Watching Phoenix succeed is like attempting to understand a magic trick: You saw it with your own eyes, but you still can’t fully comprehend it. Coming into Monday’s game, in an admittedly small sample size of 59 minutes, the Suns’ best lineup put Booker, Rubio, Oubre, Saric, and Baynes on the floor together. That lineup was used the most in Monday’s game, and it outscored the Sixers by seven in 16 minutes of play.

Baynes’s emergence in Ayton’s absence has given Phoenix new life. His 48.4 percent shooting from beyond the arc is second on the team to Booker, and he opens up lanes for the max-contract guard to crash the rim. And while Baynes may not offer much in the way of Ayton’s rim protection (who could?), his defensive intelligence helped keep the Sixers at bay. Phoenix spent the evening disrespecting Ben Simmons’s jumper, and it paid off. The All-Star wing finished far below his season average of 16.8 points, with just six points—a lower total than his number of steals on the night—on 2-for-8 shooting.

A walking 3-point bucket machine. pic.twitter.com/NZ6uIjYGWP

Even without Embiid and with Simmons’s underwhelming offensive performance, Phoenix’s win over the previously undefeated Sixers and the team’s emergence in the early season can’t go overlooked. Last season, the Sacramento Kings went from laughingstock to respectable club, starting the year 6-3 behind a talented young guard and intriguing big man. They sat on the fringes of a playoff spot before sputtering to close their campaign. Phoenix has the skill to emulate that success in a loaded Western Conference this season.

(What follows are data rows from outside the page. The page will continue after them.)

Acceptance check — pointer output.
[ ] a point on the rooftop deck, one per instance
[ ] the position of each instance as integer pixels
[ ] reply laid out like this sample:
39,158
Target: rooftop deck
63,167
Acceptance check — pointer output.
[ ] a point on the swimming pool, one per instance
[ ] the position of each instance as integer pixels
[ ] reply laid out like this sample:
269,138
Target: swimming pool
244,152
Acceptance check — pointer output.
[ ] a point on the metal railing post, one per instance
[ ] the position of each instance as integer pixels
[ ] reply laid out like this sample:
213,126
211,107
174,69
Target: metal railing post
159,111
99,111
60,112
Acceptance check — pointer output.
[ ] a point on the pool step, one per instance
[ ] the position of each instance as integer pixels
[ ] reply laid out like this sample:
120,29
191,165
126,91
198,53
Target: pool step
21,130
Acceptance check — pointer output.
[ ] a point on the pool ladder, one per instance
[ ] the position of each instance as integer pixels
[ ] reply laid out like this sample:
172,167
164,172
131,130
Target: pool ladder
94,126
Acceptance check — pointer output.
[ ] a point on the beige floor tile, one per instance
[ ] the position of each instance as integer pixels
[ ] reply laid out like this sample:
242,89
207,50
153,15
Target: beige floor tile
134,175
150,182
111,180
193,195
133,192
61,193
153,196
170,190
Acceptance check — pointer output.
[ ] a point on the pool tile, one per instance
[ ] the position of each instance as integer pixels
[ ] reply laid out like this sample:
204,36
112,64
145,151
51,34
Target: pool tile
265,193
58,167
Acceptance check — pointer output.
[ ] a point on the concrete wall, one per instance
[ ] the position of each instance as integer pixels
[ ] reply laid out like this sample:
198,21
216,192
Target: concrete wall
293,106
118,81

The Suns have already beaten three playoff teams from last season (the Sixers, Clippers, and Warriors), and their two nail-biting losses came against teams that expect to make deep postseason runs this spring. Ayton’s return to the team in mid-December should only boost Phoenix’s chances of making a push for a playoff spot. As good as Baynes has been in his place, Ayton has superstar potential, and his growth alongside Booker is imperative for the future of the franchise.

There is, of course, the chance that Ayton’s return torpedoes Phoenix’s early success. The second-year big man’s ceiling is much higher than Baynes’s, but chemistry and fit have been vital to Phoenix’s overperformance thus far, and you don’t have to look too far into the past to see similar early-season surprises go belly up. Two seasons ago, the Magic got off to a hot start, going 8-4 before losing 20 of their next 23 games and finishing 25-57. For now, though, the Suns haven’t shown reason for pessimism.

Thus far, Booker looks like a potential heir to Kobe Bryant’s long-relinquished Pacific Division high-usage shooting guard throne. His 26.1 points per game ranks 11th in the NBA, and his backcourt partner Rubio is fifth in the league in assists, dishing 8.5 dimes each night. Sustaining this level of play might be difficult for Phoenix, and stumbles are expected along the road to success, but with a game against the similarly surprising Heat in the offing, and winnable games against the Nets, Hawks, Kings, and Pelicans over the next three weeks, there’s a fair chance the Suns can make it to Thanksgiving above .500. Something that, just two weeks ago, would’ve sounded like a joke.